The Ethel Wilson Harris House is located immediately adjacent to the Mission San José Complex and was listed in the National Register of Historic Places in 2000. The house is significant both for its architecture as well as for its associations with Ethel Wilson Harris, a longtime preservation advocate for the San Antonio missions and a renowned local artisan who both produced and encouraged production of pottery and tile based on Mexican traditions. The house itself represents a showcase of her artwork as well as a unique example of Usonian-inspired architecture (Chavez and Rock 2000) (simple, one-story houses designed for middle class families by famous architect Frank Lloyd Wright).
At the time of the house’s construction in 1956, Ethel Harris served as the park manager for Mission San José, a position she held from 1938 to 1963, and had been selling her pottery and tile art in the mission’s granary for many years.

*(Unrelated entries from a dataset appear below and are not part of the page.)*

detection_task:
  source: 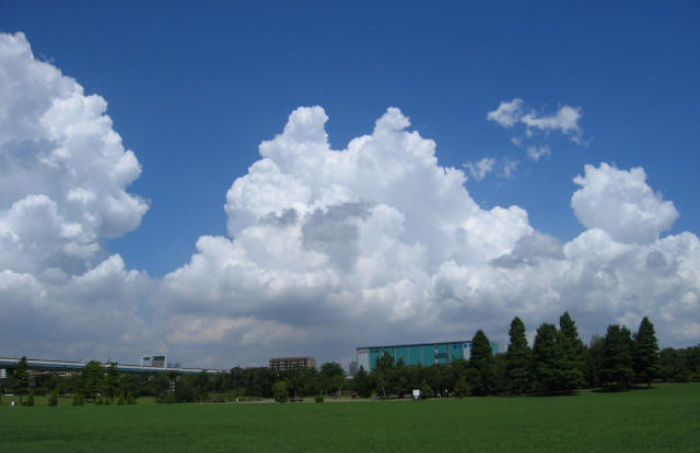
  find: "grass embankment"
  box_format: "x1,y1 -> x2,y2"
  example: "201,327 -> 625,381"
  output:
0,383 -> 698,452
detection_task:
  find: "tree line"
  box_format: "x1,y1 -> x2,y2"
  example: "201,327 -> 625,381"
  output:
3,313 -> 700,404
353,314 -> 700,398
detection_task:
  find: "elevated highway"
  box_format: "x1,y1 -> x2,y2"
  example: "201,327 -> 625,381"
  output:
0,356 -> 222,375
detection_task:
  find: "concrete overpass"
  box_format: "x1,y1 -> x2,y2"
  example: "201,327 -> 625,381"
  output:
0,356 -> 223,375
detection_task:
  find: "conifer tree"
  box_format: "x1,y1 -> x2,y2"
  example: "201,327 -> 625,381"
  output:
468,330 -> 495,395
558,312 -> 585,391
533,323 -> 563,392
633,317 -> 660,388
505,317 -> 531,394
602,324 -> 635,389
13,356 -> 30,404
584,334 -> 605,388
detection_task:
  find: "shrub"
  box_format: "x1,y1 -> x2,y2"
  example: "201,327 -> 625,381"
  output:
315,395 -> 324,403
127,392 -> 136,404
72,393 -> 84,406
26,391 -> 35,407
117,393 -> 127,405
48,391 -> 59,407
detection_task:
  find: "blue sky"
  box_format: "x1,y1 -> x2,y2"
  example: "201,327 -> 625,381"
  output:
1,1 -> 699,367
5,0 -> 697,276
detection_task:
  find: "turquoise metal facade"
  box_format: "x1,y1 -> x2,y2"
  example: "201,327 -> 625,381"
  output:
356,341 -> 500,371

Designed by Harris’s son Robert, the approximately 2,000-sqare-foot, two-story home is of frame, stone, and concrete construction and includes six rooms arranged in a square plan. Outstanding exterior features of the house that are similar to Frank Lloyd Wright’s Usonian style include an Arkansas “lodge stone” veneer exposed on the interior, cantilevered roof planes and wall overhangs, and generous use of glass in the form of window walls. The interior is characterized by “flowing spaces, high ceilings, and borrowed light openings” highlighted with Ethel Wilson Harris’s own ceramic tile work visible in the kitchen, living area, and main entry (Chavez and Rock 2000). Many of the tile motifs are characterized by her trademark symbol, the maguey or century plant, which appears in design elements throughout the home.
One of the most distinctive of the residence’s tile work pieces is a 16 by 29-inch installed panel entitled Huapango, depicting a couple engaged in the traditional dance from the Veracruz and Huasteca regions of Mexico. In addition to their design quality, the tile installations around the home represent a variety of traditional tile production methods including the cuerda seca (“dry cord” technique where outlines are drawn on the tile surface in manganese mixed with a grease that prevented the colors from running together) and Cuenca (where deeply impressed patterns are filled with colored glazes) (Chavez and Rock 2000).
The home also included studio space for Ethel Wilson Harris, and its proximity to Mission San José facilitated her continuous access to the facility. In addition to her efforts to promote preservation at the mission through her role as park manager, she was one of the founding members of the San Antonio Conservation Society and one of the first proponents of creating a connected Mission Parkway that would highlight both the missions and associated features such as the Espada Aqueduct and Acequia. Though not achieved during her tenure at Mission San José, the missions were united into a National Park in 1978 (Chavez and Rock 2000).
In addition to her tireless preservation efforts, Ethel Harris continued to produce and promote traditional Mexican art forms until her death in 1984. Her most prolific period of production was during the 1930s and 1940s when her work was exhibited at both the Chicago and New York World’s Fairs. During the 1930s, she worked for the Works Progress Administration in San Antonio and oversaw the installation of numerous tile pieces throughout the city, most of which have since been destroyed. The fact that her house includes remnants of her work from that period increases its historic significance (Chavez and Rock 2000).